Me lo recordaba hace poco una amiga (emprendedora): “Hay mucho mito en esto de los emprendedores. No es verdad que Apple naciera en un garaje”. Me vino esta conversación a la cabeza hace poco, mientras miraba un extracto de la entrevista que al actor Antonio Banderas le hacían en el programa El Hormiguero.

Después de recordar uno de nuestros pecados nacionales (la envidia), contaba el actor malagueño (por quien siento – no voy a negarlo – una gran admiración, aunque no tanto por sus películas) que la gran lección que había aprendido en Hollywood era que “las cosas se pueden conseguir. No hay sueños imposibles”. Y añadía: “Es el mensaje que trato de transmitir a los jóvenes: si yo lo he conseguido, tú lo puedes conseguir.
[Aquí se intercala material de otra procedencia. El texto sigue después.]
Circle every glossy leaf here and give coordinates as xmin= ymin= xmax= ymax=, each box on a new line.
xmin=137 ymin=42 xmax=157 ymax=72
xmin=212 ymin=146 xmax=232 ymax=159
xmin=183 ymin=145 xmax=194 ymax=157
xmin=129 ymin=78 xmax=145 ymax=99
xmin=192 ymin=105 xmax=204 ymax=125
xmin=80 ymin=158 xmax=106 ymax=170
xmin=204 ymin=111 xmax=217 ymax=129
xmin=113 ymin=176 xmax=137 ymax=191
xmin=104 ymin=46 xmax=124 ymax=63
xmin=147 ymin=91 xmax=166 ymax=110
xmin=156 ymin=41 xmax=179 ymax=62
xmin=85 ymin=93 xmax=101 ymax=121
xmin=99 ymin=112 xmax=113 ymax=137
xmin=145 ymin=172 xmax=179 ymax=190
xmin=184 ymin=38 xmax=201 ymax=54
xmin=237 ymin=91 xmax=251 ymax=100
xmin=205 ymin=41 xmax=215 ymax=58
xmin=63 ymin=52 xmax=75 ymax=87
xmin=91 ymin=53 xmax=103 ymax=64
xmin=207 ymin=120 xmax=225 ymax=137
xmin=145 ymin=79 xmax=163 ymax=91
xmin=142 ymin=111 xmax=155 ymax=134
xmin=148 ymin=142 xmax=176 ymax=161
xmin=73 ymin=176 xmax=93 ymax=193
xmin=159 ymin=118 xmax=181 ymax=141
Se trata de trabajar y de soñar muy fuerte”.

Banderas continuaba su arenga señalando verdades como puños: que en España falta espíritu emprendedor, que la mayoría de nuestros jóvenes universitarios aspiran a un puesto de funcionario (o a un contrato indefinido, que es casi lo mismo) y que sin gente que se arriesgue (¡que emprenda!) es imposible levantar un país.

No le falta razón a Banderas. Pero hay algo en su mensaje – y en todo este discurso dominante del emprendedor – que me provoca reservas (por decirlo con suavidad): y es el desdén por lo que los antiguos griegos llamaban la Diosa Fortuna, a saber, todas esas fuerzas y circunstancias que escapan a nuestro control (también del de los emprendedores) e ignoran el mérito personal.

El emprendedor se ha convertido en una especie de héroe romántico – que no griego, pues este era consciente de las (malas) jugadas de la Fortuna – que considera, por decirlo con Javier Gomá en su estupendo Filosofía mundana, que “el verdadero hombre es aquel que, como el genio, vive exclusivamente para su propio mundo y sus necesidades interiores. En consecuencia, el modo de ganarse la vida se le antoja a este sujeto moderno – artista genial en potencia – algo enojoso, indigno de él, un accidente de la vulgar exterioridad ajena a su mundo”.

Por ganarse la vida entiéndase aquí el tener un trabajo asalariado o un puesto de funcionario, esas vulgaridades del mundo laboral moderno. Y esto no va con el emprendedor modélico, ese “artista genial en potencia”: este, como recuerda Banderas, “quiere ser dueño de su propia vida, no quiere estar en ninguna oficina, con un jefe por arriba”, quiere “tener una idea, desarrollarla con unos amigos y pelear por ella”.

Banderas tiene razón, y a la vez, no la tiene: pues obviamente no todos podemos ser emprendedores ni podemos desarrollar ideas brillantes; ni todo esfuerzo, por mucho trabajo y dedicación que conlleven, nos conduce inexorablemente al éxito. Ni tarde ni temprano. Pues como recordaba aquel viejo lema de los humanistas florentinos (y cito de nuevo a Gomá), virtú vince fortuna: la virtud incrementa las posibilidades de conseguir aquellos bienes que requieren esfuerzo, trabajo y sacrificio, pero desgraciadamente no garantiza nada.

Con lo que (otra vez Gomá), “cuidado con ofuscarse y creerse predestinado al triunfo desdeñando la fuerza del acaso, porque los dioses se divierten entonteciendo con esas gallardías a quien previamente han decidido derribar. Las Moiras preparan a cada uno de nosotros un lote personalizado en el que la buena suerte tiene una tasa máxima irrebasable mientras que la proporción de la mala es potencialmente sin tasa”.

Esto es así. Y quien no lo haya entendido es que, simplemente, no se ha enterado de qué va la mitad de la copla. La del negocio. Y la de la vida.